Because the Portland area is also getting grant money, it’s likely that the Interstate 5 corridor between Seattle and Portland will have a string of charging stations, making it possible to go between the two major cities on nothing but electricity, said Colin Read of Ecotality, the parent company of Electric Transportation Engineering (eTec), which will build the charging stations.

Powered by Metro

King County Metro is getting ready for the change. It has installed 39 110-volt public-charging stations at park-and-ride lots throughout the area, said Ron Posthuma, assistant director for Metro’s Office of Regional Transportation Planning.

Next year, as part of the DOE grant, Metro will put in more powerful, 240-volt charging stations at park-and-ride lots. That’s the standard voltage needed to charge an all-electric car, requiring a plug that resembles the one you use for your clothes dryer.

For legions of electric-car buffs in the Seattle area, the future can’t come fast enough. A number of drivers have bought extra battery kits to turn regular hybrids into plug-in electric hybrids, which can dramatically increase the car’s miles per gallon if driven carefully.
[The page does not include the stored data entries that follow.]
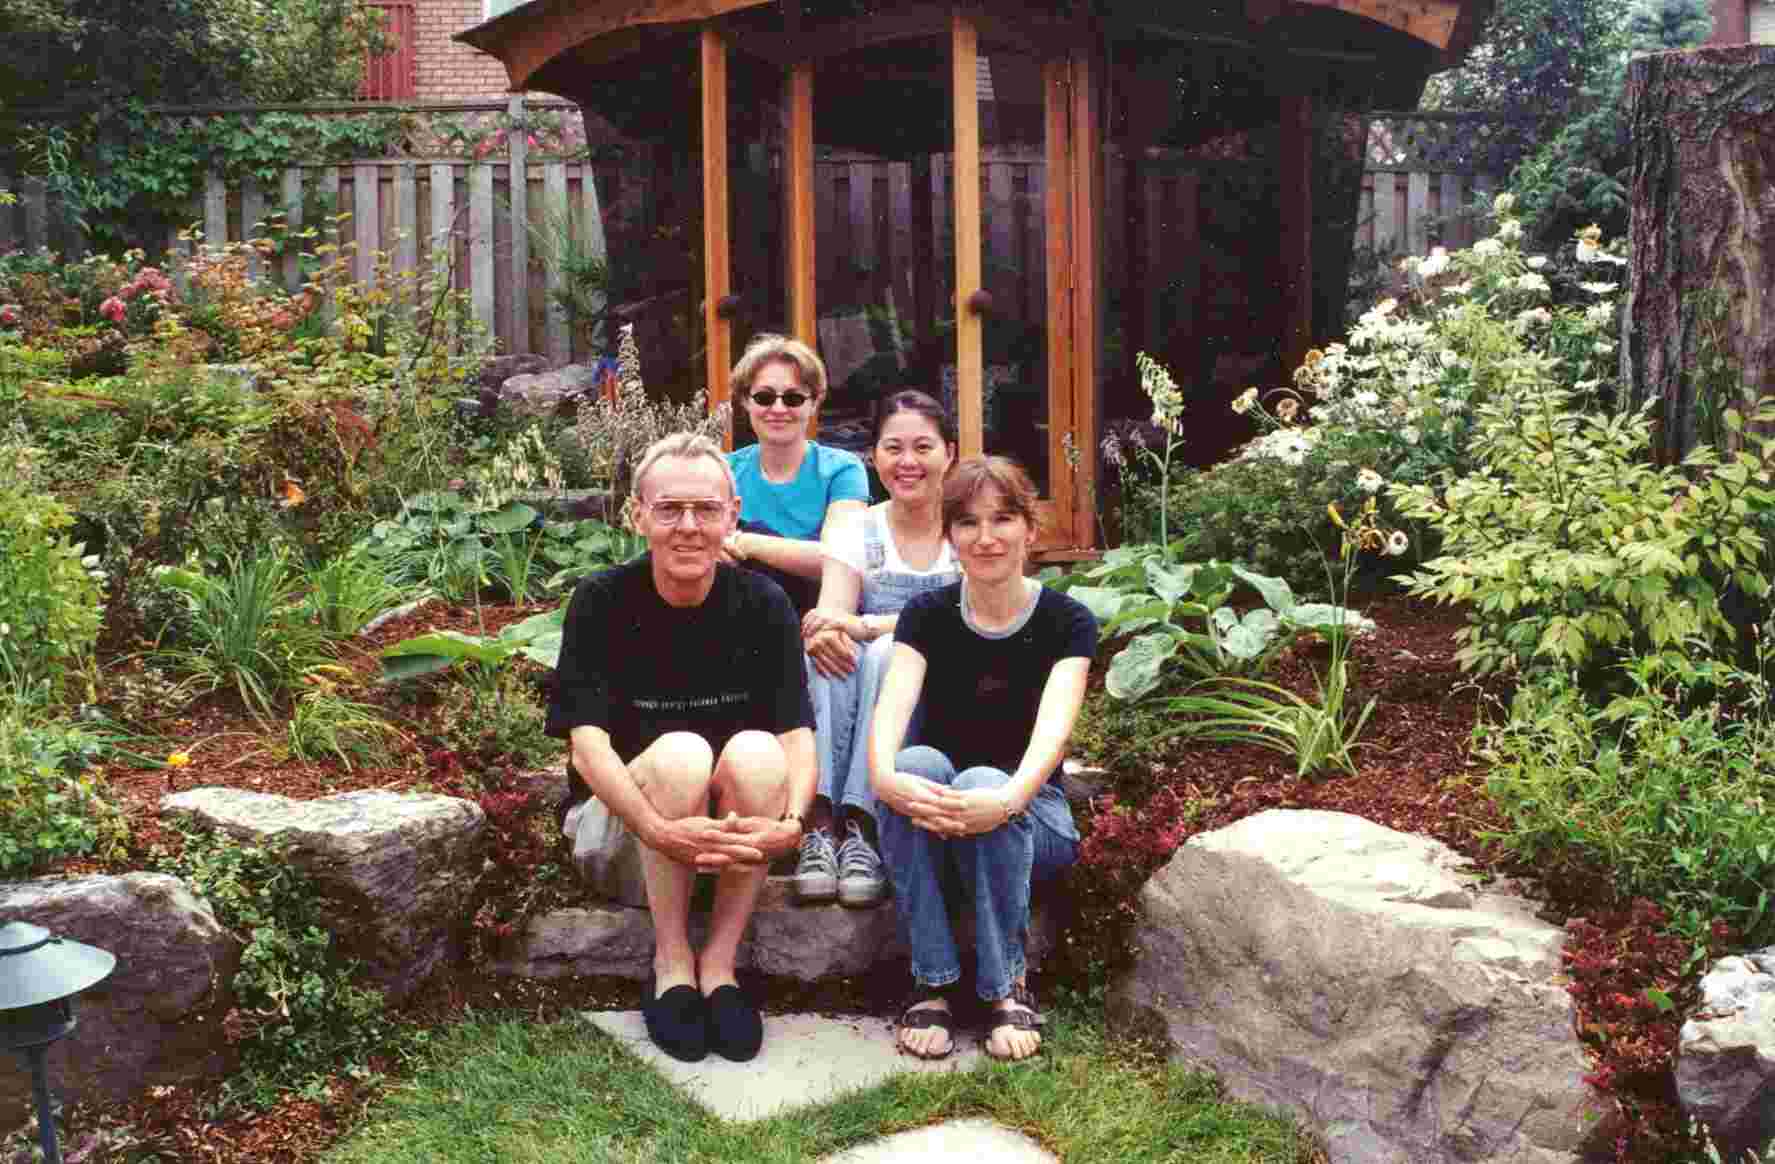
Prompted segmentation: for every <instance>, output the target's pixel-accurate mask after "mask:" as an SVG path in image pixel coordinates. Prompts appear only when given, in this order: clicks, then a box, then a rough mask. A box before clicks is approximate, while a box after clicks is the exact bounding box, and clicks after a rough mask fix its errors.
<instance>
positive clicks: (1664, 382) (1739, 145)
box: [1621, 44, 1775, 460]
mask: <svg viewBox="0 0 1775 1164" xmlns="http://www.w3.org/2000/svg"><path fill="white" fill-rule="evenodd" d="M1628 108H1629V119H1631V121H1629V124H1631V133H1633V181H1631V206H1633V216H1631V229H1629V238H1631V254H1633V257H1631V266H1629V271H1628V330H1626V342H1624V344H1622V353H1621V364H1622V369H1621V371H1622V385H1624V387H1626V389H1628V392H1629V397H1631V399H1633V401H1635V403H1644V401H1647V399H1651V401H1661V406H1660V408H1654V417H1658V421H1660V431H1658V444H1656V447H1658V451H1660V454H1661V456H1665V458H1669V460H1676V458H1681V456H1683V454H1684V452H1688V451H1690V449H1692V447H1695V444H1697V442H1700V440H1715V438H1718V435H1720V431H1722V429H1720V428H1718V417H1720V415H1722V413H1724V412H1725V408H1731V406H1741V405H1745V403H1748V401H1752V399H1755V397H1759V396H1763V394H1768V392H1775V46H1770V44H1732V46H1720V48H1699V50H1688V51H1670V53H1651V55H1647V57H1640V59H1638V60H1633V62H1631V64H1629V66H1628Z"/></svg>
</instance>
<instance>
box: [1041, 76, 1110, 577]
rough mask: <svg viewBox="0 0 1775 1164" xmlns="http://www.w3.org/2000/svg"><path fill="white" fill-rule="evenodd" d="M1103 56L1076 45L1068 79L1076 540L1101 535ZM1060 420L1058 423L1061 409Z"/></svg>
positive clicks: (1090, 540)
mask: <svg viewBox="0 0 1775 1164" xmlns="http://www.w3.org/2000/svg"><path fill="white" fill-rule="evenodd" d="M1101 69H1102V57H1101V55H1099V51H1097V48H1095V46H1093V44H1086V46H1076V48H1074V50H1072V55H1070V60H1069V75H1070V80H1072V87H1070V105H1072V115H1070V124H1069V128H1070V137H1072V151H1070V153H1072V156H1070V167H1069V170H1070V176H1069V181H1070V192H1069V197H1070V202H1072V396H1070V403H1072V415H1070V417H1067V429H1070V431H1074V433H1077V435H1076V436H1074V440H1076V442H1079V468H1077V479H1076V483H1074V499H1076V500H1074V504H1072V507H1070V511H1072V518H1074V529H1072V531H1070V532H1072V543H1074V545H1076V547H1090V545H1092V541H1093V539H1095V522H1092V515H1093V513H1095V502H1097V417H1099V405H1101V392H1102V376H1101V367H1099V358H1101V351H1102V273H1104V271H1102V209H1104V197H1102V193H1104V144H1102V92H1101ZM1053 424H1054V426H1058V424H1060V419H1058V417H1056V419H1054V421H1053Z"/></svg>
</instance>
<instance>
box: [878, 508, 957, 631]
mask: <svg viewBox="0 0 1775 1164" xmlns="http://www.w3.org/2000/svg"><path fill="white" fill-rule="evenodd" d="M888 536H889V534H888V522H886V520H884V518H882V515H879V513H870V515H866V518H864V523H863V554H864V561H866V562H868V570H866V571H864V573H863V596H861V612H863V614H900V610H902V609H903V607H905V603H909V602H912V598H916V596H918V594H921V593H925V591H934V589H939V587H944V586H948V584H950V582H955V578H957V577H960V575H959V573H955V571H948V570H944V571H939V573H911V571H905V570H888V568H886V566H888Z"/></svg>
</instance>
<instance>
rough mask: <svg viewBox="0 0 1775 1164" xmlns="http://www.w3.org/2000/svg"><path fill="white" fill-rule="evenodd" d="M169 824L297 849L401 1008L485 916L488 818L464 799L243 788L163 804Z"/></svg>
mask: <svg viewBox="0 0 1775 1164" xmlns="http://www.w3.org/2000/svg"><path fill="white" fill-rule="evenodd" d="M160 811H162V814H165V816H183V818H192V820H197V822H199V823H202V825H208V827H209V829H220V830H222V832H227V834H229V836H233V838H238V839H241V841H252V843H261V845H264V843H279V845H284V846H288V853H289V861H291V862H293V864H295V866H296V868H300V869H302V871H304V873H305V875H307V877H311V878H312V880H314V887H316V891H318V893H319V894H321V896H323V898H327V901H328V905H330V910H328V912H330V930H332V933H334V937H335V939H337V940H339V946H341V951H343V953H344V955H348V956H351V958H359V960H362V963H364V971H366V976H367V978H369V981H373V983H375V985H378V987H382V988H383V990H385V992H387V994H389V997H390V999H401V997H405V995H406V994H410V992H412V990H414V988H415V987H419V983H422V981H424V979H426V976H428V974H431V971H433V969H437V965H438V963H440V962H444V960H446V956H449V955H451V951H453V949H454V946H456V940H458V939H460V935H461V932H463V926H465V924H467V921H469V916H470V910H472V908H474V896H476V885H477V882H479V877H481V861H483V845H485V832H486V814H485V813H481V807H479V806H477V804H470V802H469V800H461V798H458V797H435V795H417V793H396V791H348V793H339V795H335V797H321V798H319V800H291V798H289V797H275V795H270V793H259V791H241V790H236V788H193V790H190V791H181V793H174V795H169V797H162V800H160Z"/></svg>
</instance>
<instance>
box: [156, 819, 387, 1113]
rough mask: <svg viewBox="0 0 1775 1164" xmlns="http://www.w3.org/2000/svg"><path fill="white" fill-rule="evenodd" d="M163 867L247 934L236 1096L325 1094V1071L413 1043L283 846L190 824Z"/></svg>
mask: <svg viewBox="0 0 1775 1164" xmlns="http://www.w3.org/2000/svg"><path fill="white" fill-rule="evenodd" d="M158 866H160V869H162V871H165V873H172V875H176V877H179V878H183V880H185V882H186V884H188V885H190V887H192V891H193V893H197V894H201V896H202V898H204V900H206V901H209V905H211V908H215V912H217V919H218V921H220V923H222V924H224V926H227V928H229V930H231V932H233V933H234V935H236V937H238V939H240V940H241V942H245V951H243V953H241V958H240V972H238V974H236V976H234V981H233V988H234V997H236V1008H234V1010H233V1011H229V1015H227V1020H225V1026H224V1033H225V1034H227V1038H229V1042H233V1043H238V1045H240V1049H241V1072H240V1074H238V1075H234V1077H231V1079H229V1081H227V1084H224V1095H225V1098H227V1100H229V1102H231V1104H240V1105H247V1107H268V1105H270V1104H273V1102H275V1100H277V1098H279V1095H280V1093H284V1091H286V1089H298V1088H300V1089H304V1091H305V1093H312V1097H314V1098H321V1097H323V1095H325V1091H323V1084H325V1077H327V1075H328V1074H332V1072H335V1070H339V1068H350V1066H359V1068H362V1066H364V1065H369V1063H371V1061H373V1059H375V1058H394V1056H401V1054H403V1052H405V1050H406V1047H408V1043H410V1038H412V1036H410V1034H408V1033H403V1031H401V1029H399V1027H398V1026H396V1024H394V1022H392V1020H390V1017H389V1015H387V1011H385V1010H383V999H382V992H380V990H367V988H364V987H357V985H353V981H351V969H353V967H351V965H348V963H344V962H341V958H339V955H337V951H335V949H334V942H332V935H330V933H328V932H327V928H325V924H327V912H325V910H323V905H321V901H319V898H316V896H314V887H312V884H311V882H309V880H307V877H305V875H304V873H302V871H300V869H296V866H295V864H291V862H289V861H288V859H286V857H284V855H282V853H279V852H277V850H272V848H263V846H257V845H241V843H236V841H233V839H229V838H225V836H217V834H209V832H186V834H185V839H183V845H181V848H179V852H177V855H167V853H158Z"/></svg>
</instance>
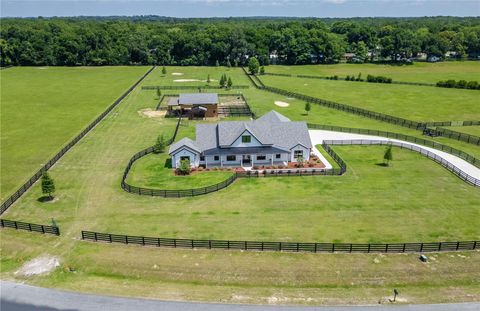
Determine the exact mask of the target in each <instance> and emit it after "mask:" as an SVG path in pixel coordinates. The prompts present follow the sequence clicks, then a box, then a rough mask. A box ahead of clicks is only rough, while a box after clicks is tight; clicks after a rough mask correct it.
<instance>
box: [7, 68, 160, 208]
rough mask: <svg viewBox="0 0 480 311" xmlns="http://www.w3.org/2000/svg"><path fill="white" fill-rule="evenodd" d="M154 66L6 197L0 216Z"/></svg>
mask: <svg viewBox="0 0 480 311" xmlns="http://www.w3.org/2000/svg"><path fill="white" fill-rule="evenodd" d="M153 69H155V66H154V67H152V68H150V69H149V70H148V71H147V72H146V73H145V74H144V75H143V76H142V77H140V79H138V80H137V81H136V82H135V83H134V84H133V85H132V86H131V87H130V88H129V89H128V90H127V91H125V92H124V93H123V94H122V95H121V96H120V97H119V98H118V99H117V100H115V102H113V104H111V105H110V106H109V107H108V108H107V109H106V110H105V111H104V112H102V114H100V115H99V116H98V117H97V118H96V119H95V120H94V121H93V122H92V123H90V124H89V125H88V126H87V127H86V128H85V129H84V130H83V131H82V132H81V133H80V134H78V135H77V136H75V138H73V139H72V140H71V141H70V142H69V143H68V144H67V145H66V146H65V147H63V148H62V150H60V151H59V152H58V153H57V154H56V155H55V156H53V158H51V159H50V160H49V161H48V162H47V164H45V165H43V166H42V168H40V169H39V170H38V171H37V172H36V173H35V174H34V175H33V176H32V177H30V179H29V180H27V181H26V182H25V183H24V184H23V185H22V186H21V187H20V188H19V189H18V190H17V191H15V192H14V193H13V194H12V195H11V196H10V197H8V198H7V199H6V200H5V201H4V202H3V203H2V204H1V205H0V215H2V214H3V213H4V212H5V211H6V210H7V209H8V208H9V207H10V206H11V205H12V204H13V203H15V201H16V200H18V198H20V197H21V196H22V195H23V194H24V193H25V192H26V191H27V190H28V189H29V188H30V187H31V186H32V185H33V184H34V183H35V182H36V181H37V180H38V179H40V177H41V176H42V175H43V173H44V172H46V171H47V170H48V169H50V167H52V166H53V165H54V164H55V163H56V162H57V161H58V160H59V159H60V158H61V157H62V156H63V155H64V154H65V153H66V152H67V151H68V150H70V149H71V148H72V147H73V146H75V144H76V143H78V142H79V141H80V140H81V139H82V138H83V137H84V136H85V135H87V133H88V132H90V131H91V130H92V129H93V128H94V127H95V126H96V125H97V124H98V123H99V122H100V121H102V120H103V118H105V116H106V115H107V114H109V113H110V111H112V110H113V109H114V108H115V107H116V106H117V105H118V104H119V103H120V102H121V101H122V100H123V99H124V98H125V97H127V95H128V94H130V92H131V91H133V89H135V88H136V87H137V85H139V84H140V83H141V82H142V81H143V79H145V77H147V76H148V74H150V73H151V72H152V71H153Z"/></svg>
Toyota Prius driver Stephen Jensen, who lives on the Sammamish Plateau, installed a second battery in his 2004 Prius, allowing him to drive the car at higher speeds on all-electric power. He plugs it in at a Metro park-and-ride lot while he takes the bus to work in Seattle. If he drives carefully, he can average 90 to 95 miles a gallon.

Charging your car at a park-and-ride is still in its infancy. Just four drivers tap into them regularly, and the county is not yet asking users to pay. Posthuma said the charging stations won’t remain free in the future, although how to charge for them is another puzzle to be worked out.

Bruce Agnew, director of the Cascadia Center, has seen electric cars go from a quirky passion shared by some Northwest drivers to a mainstream interest.

Six years ago, during the institute’s first conference on transportation, technology and energy, the parking lot was full of funny-looking cars, Agnew said, and the institute could barely find enough people to fill a one-day agenda.

This year, Ford came courting. The lot was full of electric cars. And the institute had to turn participants away.